# I'm stepping down...



## Soapmaker Man (Jan 7, 2009)

....as a mod here at The SMF.  I have loved this forum for a long time and have been honored to serve as a moderator for over a year now.  The reason I am stepping down, is because a couple friends and I have started our own soap community, or forum.  I will not mention the URL here, because that is not ethical, and I don't swing like that.  I have not been around here as much as I have wanted to the past few weeks to month, and that is why.  My forum is up and running, and now is the time to step down, post here as a member and help out here as well as help run my community with my two other administrators.  You guys know how to get in contact with me if you want.

It has been an interesting journey being in management here at The SMF, and thank Tab for the opportunity and experience.  Tab, and her team will continue to take good care of you guys.

Thanks to all my dear friends here!  You guys are great.  Thanks for the memories!  _I wish to continue as a member here and will check in often._  I'll post as often as I can.  With my business, my forum, I am a busy guy, but will find time to always check in here and help as much as I can.

 "Keep on soap'in!"  

Paul :wink:


----------



## Chay (Jan 8, 2009)

We're going to miss you Paul. Good luck with your new endeavors.


----------



## digit (Jan 8, 2009)

Don't forget to pop in now & then to visit!! Thank you for all the help and advice you have shared with us!!

Digit


----------



## Greenman (Jan 8, 2009)

Remember Paul just because you are not a mod here, does not mean you are not welcome, and that you are not in our thoughts. I am sure I speak for many when I say we learned much from your posts. I loved all the wonderful soap and woodworking photos you posted. Good luck with all you do.

Roy


----------



## Wax Munky (Jan 8, 2009)

Sorry to see you go Paul. Well you aren't really going..But it's not going to be the same without your tutorials,helpful information.You da man!!!!!!!  

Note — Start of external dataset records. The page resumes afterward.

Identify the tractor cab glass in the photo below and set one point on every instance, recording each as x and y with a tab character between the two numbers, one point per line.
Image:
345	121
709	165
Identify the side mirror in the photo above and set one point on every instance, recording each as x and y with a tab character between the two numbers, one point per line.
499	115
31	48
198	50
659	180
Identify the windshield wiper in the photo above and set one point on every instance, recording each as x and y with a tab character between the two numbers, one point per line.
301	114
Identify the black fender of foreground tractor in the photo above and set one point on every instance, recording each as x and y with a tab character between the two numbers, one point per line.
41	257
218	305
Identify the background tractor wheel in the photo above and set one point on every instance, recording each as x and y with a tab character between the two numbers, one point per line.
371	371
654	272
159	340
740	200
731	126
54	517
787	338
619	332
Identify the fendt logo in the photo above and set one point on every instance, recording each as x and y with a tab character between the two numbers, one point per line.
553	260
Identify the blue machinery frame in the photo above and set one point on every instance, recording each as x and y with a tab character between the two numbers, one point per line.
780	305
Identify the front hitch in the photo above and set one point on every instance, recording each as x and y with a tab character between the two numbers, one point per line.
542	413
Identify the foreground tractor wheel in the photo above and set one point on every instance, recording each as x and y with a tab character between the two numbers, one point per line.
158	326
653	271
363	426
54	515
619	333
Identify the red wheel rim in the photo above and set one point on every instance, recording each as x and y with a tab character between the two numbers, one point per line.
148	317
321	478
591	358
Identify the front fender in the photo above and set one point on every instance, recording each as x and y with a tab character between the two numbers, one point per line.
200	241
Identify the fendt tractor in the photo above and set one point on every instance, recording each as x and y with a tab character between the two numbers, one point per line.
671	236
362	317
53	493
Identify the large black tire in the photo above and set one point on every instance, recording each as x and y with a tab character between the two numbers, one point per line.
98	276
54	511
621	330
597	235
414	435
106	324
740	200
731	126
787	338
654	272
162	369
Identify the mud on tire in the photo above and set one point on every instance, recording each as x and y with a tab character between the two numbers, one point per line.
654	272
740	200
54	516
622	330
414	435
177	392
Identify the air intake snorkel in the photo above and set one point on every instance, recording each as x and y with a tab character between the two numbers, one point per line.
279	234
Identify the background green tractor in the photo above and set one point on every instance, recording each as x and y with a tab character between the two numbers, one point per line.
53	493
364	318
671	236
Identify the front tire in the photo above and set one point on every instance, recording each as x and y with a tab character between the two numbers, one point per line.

I do wish you all the best on your new journey.

Take care.


Munky.


----------



## Soapmaker Man (Jan 8, 2009)

Thanks guys.  I'll still be a member here, just not a moderator.  I may not get to post as much as I once did, but, I'll try to as much as time allows.  

Paul


----------



## topcat (Jan 8, 2009)

Thank you for your input here on this wonderful forum, Paul.  I know that readng your posts and tutorials helped and encouraged me to take the step into CP soaping.  You have helped shape this forum into what it is today, along with our other wonderful mods, and I am looking forward to seeing you around this place, sharing your wonderful pics and still inspiring and helping out as you can.

All the best with your new venture. :wink: 

Tanya


----------



## Tabitha (Jan 10, 2009)

Your title was changed this evening from Mod to Star member. I do thank you for all the time & effort you have put into this forum. Best wishes with your online community!


----------



## heartsong (Jan 11, 2009)

*x*

thanks for all your helpful info and inspiration!  good luck to you in all your endeavors, as i think your a great guy!

monet


----------



## reallyrita (Jan 12, 2009)

*I'm stepping down.....*

Paul. you have led so many of us gently and confidently into this art of soap making with your helpful posts, your tutorials and of course, your wonderful tools.  We will miss seeing you here so often.  Good luck in your new journey.

rita


----------



## pinkduchon (Jan 13, 2009)

Good luck to you Paul. I wish you lots of soaping success!


----------